Some therapists may use a combination of therapies, which can be useful as this offers a wider range of techniques that can be adjusted to suit individual needs.
Once you’ve established what it is you’re hoping to get from therapy, it should become clear as to what type of therapy would work best for you.
Should I Go To The Same Therapist As My Friend?
Many of us use products and services that come recommended to us from friends. We like to know that something is good value, that you can trust it, and is fit for purpose. However, the thing with therapy is that there is no one size fits all approach. Your friend might constantly rave on about how they’ve got the best therapist ever who’s helped solve all their problems, but that doesn’t mean that same therapist is going to do the same for you. We all have different needs, different problems, different solutions, and on top of that who’s to say you’re going to connect with the therapist in the same way that your friend has?
Whilst recommendations come with the very best intentions, you do have to treat them with a pinch of salt. By all means check them out when you’re doing your research, but don’t feel the pressure to have to commit to a therapist just because they have been recommended. When choosing a therapist you should find out about their professional memberships, experience and qualifications, as will as making sure they are registered with the relevant bodies (in the UK it is the British Association for Counselling and Psychotherapy (BACP) ).

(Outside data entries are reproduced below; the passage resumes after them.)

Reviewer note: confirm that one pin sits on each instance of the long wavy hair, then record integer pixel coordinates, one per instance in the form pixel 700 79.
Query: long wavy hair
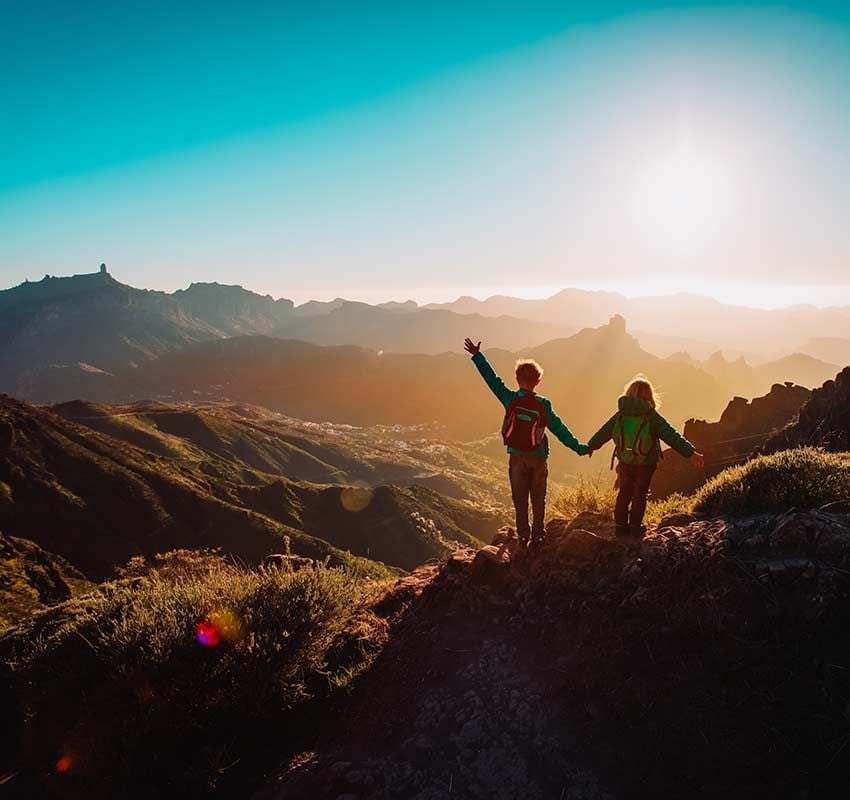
pixel 640 386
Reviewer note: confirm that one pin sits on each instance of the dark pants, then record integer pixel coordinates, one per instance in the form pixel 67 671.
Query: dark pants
pixel 528 476
pixel 634 480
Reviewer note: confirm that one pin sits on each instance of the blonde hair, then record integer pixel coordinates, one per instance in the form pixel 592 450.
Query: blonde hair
pixel 528 371
pixel 640 387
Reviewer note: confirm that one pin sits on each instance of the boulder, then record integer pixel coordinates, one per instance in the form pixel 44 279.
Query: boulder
pixel 581 545
pixel 288 562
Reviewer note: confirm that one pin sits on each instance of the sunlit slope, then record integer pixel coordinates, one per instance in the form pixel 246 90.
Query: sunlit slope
pixel 585 374
pixel 97 500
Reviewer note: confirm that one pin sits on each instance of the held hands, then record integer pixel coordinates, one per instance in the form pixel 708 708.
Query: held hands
pixel 471 347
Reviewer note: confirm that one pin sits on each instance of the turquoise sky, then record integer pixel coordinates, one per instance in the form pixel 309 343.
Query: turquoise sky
pixel 397 149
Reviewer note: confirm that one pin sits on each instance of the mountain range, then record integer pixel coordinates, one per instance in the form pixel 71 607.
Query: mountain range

So in answer to the question, should I go the same therapist as my friend?, while there is nothing wrong in going to the same one, but it won’t come with a guarantee that just because they helped your friend they will be able to help you.

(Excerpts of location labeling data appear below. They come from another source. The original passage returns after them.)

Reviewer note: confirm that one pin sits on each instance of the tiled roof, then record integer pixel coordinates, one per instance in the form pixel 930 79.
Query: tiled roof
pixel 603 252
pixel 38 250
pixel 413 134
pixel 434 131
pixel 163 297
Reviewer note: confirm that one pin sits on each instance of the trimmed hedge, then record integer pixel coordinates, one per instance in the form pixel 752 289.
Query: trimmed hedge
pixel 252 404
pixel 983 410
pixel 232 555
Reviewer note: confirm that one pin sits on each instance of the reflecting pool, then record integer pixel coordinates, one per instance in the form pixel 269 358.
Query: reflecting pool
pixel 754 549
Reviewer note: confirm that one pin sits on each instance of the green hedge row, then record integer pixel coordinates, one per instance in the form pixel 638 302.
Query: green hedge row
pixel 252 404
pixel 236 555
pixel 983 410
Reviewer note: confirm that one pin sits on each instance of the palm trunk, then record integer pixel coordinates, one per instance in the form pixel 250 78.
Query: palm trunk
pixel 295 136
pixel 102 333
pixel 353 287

Is It Going To Be Expensive?
You can’t put a price on good mental health, but realistically you can and should only pay what you can afford, otherwise you risk going into debt and making your problems much worse.
Start off by sitting down and working out a budget, then it’s time to do more research. Hopefully by now you have a list of a few potential therapists. So, take a look for pricing information on their website or call them to find out.
You will need to know:
- How much each session costs.
- Whether there is a free introductory session.
- What discounts are available for block bookings.
- Whether there are any penalty fees for missed appointments and if so what they are.
At this stage you are probably unlikely to know how many sessions you will need, but don’t be afraid to ask the therapist as they may be able to give you a rough idea to help you out with your budget. And if you haven’t already asked your GP about being referred, make sure you do because if you are entitled to it this could save you a lot of money.
What If It Doesn’t Feel Right?
You and only you can truly know whether you a) click with someone enough to open yourself up fully to them and b) feel comfortable and at ease with a particular person/environment/therapy plan, so trust in yourself and go with what feels right.
You might not know straight away, but that’s not a problem. If you decide a few weeks along the line that actually it’s not working, or that you don’t feel connected with your therapist after all, then it is totally fine to change. It’s not a failing on either of your parts, if the relationship isn’t there it’s a much braver thing to admit and then do something about, than trying to struggle on.
Therapists know how important forming a good relationship is and so many offer an initial telephone consultation purely for this gut feeling to take place. A lot can be determined from a quick chat and so it is advisable to do this with two or three therapists so that you can compare between them and pick the one that feels right for you.
It may take you some time before finding the right therapist for you, but by following the guidance above it should help you on your way to good mental health.